# Garnet is looking for a new home! (WA)



## socal_sarah (Mar 5, 2013)

Hi all, I'm looking to adopt out my Sealpoint Siamese variberk female, Garnet. She's approx 5 months old, though I don't have an exact birthdate because I rescued her from a local pet store. She's completely healthy now, despite having had quite the severe case of ringworm when I got her. She's also been treated with Ivermectin twice for mites & will be having a 3rd dose shortly (the next few days) just to make sure she's clear (she's never had them, just doing it in case). She's also very social and enjoys climbing into your lap if you sitting down with her when she's got floor time. She's also shiny & SUPER soft/silky, though I'm not sure if it's because she has "baby fur" or not. She will come with her 20 gal long tank (w/cover) with a large, edible "Snak Shack", metal potty bowl, a nearly new 12.5L pkg of CareFresh Colors pet bedding, a Super Pet 6 oz glass water bottle (w/Oasis metal bottle holder/chew guard) & extra towels that I use to line her cage. There won't be an adoption fee to an established forum member.
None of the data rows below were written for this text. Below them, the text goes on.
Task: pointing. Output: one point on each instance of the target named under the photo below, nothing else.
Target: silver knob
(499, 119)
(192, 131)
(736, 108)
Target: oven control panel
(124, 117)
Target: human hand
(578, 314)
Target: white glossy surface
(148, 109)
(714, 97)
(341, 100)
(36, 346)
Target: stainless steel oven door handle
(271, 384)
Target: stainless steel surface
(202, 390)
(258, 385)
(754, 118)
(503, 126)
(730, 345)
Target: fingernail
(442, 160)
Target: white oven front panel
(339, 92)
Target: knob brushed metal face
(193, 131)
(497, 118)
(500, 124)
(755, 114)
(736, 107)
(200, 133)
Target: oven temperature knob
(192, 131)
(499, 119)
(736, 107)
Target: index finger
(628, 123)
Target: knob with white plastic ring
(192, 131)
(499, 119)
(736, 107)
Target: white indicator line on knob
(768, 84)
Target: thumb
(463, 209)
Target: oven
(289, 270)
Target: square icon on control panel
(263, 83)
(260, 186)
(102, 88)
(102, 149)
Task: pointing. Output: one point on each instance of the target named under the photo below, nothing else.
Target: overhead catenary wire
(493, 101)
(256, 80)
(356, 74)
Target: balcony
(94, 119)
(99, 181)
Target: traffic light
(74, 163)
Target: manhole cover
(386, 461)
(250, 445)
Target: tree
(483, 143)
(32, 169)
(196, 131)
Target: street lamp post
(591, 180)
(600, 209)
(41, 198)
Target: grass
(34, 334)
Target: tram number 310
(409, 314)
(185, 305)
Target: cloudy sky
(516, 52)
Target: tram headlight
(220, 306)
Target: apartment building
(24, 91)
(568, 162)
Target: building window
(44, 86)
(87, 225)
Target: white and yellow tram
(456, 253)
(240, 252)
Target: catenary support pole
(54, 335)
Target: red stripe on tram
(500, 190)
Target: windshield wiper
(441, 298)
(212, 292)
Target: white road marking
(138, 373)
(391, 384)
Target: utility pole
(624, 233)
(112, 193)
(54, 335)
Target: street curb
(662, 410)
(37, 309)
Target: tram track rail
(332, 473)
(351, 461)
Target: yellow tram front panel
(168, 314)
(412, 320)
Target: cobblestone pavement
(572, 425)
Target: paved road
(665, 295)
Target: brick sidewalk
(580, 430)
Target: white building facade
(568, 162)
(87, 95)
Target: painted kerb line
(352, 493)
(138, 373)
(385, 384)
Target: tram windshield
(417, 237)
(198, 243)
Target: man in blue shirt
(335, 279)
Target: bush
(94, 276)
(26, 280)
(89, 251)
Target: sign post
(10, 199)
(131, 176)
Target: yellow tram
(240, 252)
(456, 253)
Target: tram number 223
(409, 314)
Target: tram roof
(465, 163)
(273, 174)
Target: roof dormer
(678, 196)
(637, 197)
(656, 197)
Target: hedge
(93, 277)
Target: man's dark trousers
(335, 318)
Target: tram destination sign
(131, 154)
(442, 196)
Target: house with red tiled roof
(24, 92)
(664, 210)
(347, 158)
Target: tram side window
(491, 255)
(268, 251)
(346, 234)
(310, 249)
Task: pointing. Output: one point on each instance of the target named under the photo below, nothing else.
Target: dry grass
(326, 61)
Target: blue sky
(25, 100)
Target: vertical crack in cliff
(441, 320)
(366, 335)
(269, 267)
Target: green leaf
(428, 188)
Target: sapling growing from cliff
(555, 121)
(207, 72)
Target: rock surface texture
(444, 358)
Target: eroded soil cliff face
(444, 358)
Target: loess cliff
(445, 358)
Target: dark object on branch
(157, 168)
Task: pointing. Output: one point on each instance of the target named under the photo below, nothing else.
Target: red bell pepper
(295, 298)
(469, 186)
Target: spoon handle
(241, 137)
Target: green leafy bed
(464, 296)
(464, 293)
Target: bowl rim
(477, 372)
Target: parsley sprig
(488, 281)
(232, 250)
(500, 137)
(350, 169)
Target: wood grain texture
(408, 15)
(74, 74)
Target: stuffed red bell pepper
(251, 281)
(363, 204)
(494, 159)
I honestly don't want to adopt her out at all, but my fiance is being transferred to Texas in July. We're driving the entire way (at least 34 hrs), then going to be staying in his brother's travel trailer until we find our own place. I just don't think it's fair for her to have to deal with all of the changes. I'm sure she'd also be much happier with a new friend or as part of a mischief. I didn't think I'd care so much for a little rodent, but she's got so much personality!


----------



## ratatattat (Aug 31, 2012)

Awww i would take her if I was a little closer. I am in Idaho though. Good luck.

Sent from Petguide.com Free App


----------



## socal_sarah (Mar 5, 2013)

Lol, we may actually have to drive through ID on the way down. Where are you at?


----------